At that juncture the lawyer had begun to clear his throat with a roosterlike crowing, either by way of warning his client against the wrong turn his statement was taking or simply to drown out his words. “Let’s start at the point when the young Mr. Karp entered your quarters,” he interrupted.
“That I don’t remember. Like I say, the last thing I remember is when Rosalie the mama—she’s a little zaftig, Rosalie—on my face she sits while I’m beyn regel le-regel if you know what I mean with her daughter…” The courtroom, to gauge by its rumbling, knew precisely what he meant, the court reporter’s fingers stumbling over a machine whose keys jammed like a crowd stampeding an exit.
Mr. Frizell tried to alert the old man with gestures that the court had heard enough of his smutty talk, but the rabbi seemed to have found his stride. “You see,” he continued informatively, “as it is below, so is it above; it’s a emb-a-lem, the holy zivvug, the sexual union from humans, for what happens in heaven. HaShem, when He sees what on earth we’re doing, it gives to Him ideas. Then with His bride, His Shekhinah, He does the same, and is restored for a while the order in the universe. For a little while everybody got a extra soul—”

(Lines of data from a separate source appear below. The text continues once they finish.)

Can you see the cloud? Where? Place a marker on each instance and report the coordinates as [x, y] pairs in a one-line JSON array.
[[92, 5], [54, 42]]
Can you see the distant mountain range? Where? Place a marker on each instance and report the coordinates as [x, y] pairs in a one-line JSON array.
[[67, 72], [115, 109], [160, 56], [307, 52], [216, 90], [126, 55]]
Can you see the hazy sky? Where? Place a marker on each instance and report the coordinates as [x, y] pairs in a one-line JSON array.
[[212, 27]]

The hush the tzaddik’s speech had induced in his audience was punctured by his attorney’s shouted appeal to “Shut up!” with which the rabbi graciously complied. Facing the judge, the lawyer Frizell removed his glasses with their befogged lenses and announced, “No further questions, your honor.” Then he bowed to the ladies and gentlemen of the jury and sat down again in careless defeat.
Judge Few, as if to break the spell that still held the courtroom, took a pecan from his robe and cracked it with his gavel, then said to Mr. Womack while chewing the nut, “Your witnesh, shir.”

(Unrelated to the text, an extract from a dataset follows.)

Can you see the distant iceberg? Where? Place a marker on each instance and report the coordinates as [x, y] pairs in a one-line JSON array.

Mr. Womack hoisted his full-buttocked bulk from his chair and blew his nose in a monogrammed hankie whose contents he inspected closely like tea leaves, frowning at what he saw. He reminded the jury that reputable members of the psychiatric community had interviewed the rabbi and declared him competent to stand trial. Having made his point, he directed a steely stare at the rabbi, then turned back to the judge and said, “No questions, your honor.”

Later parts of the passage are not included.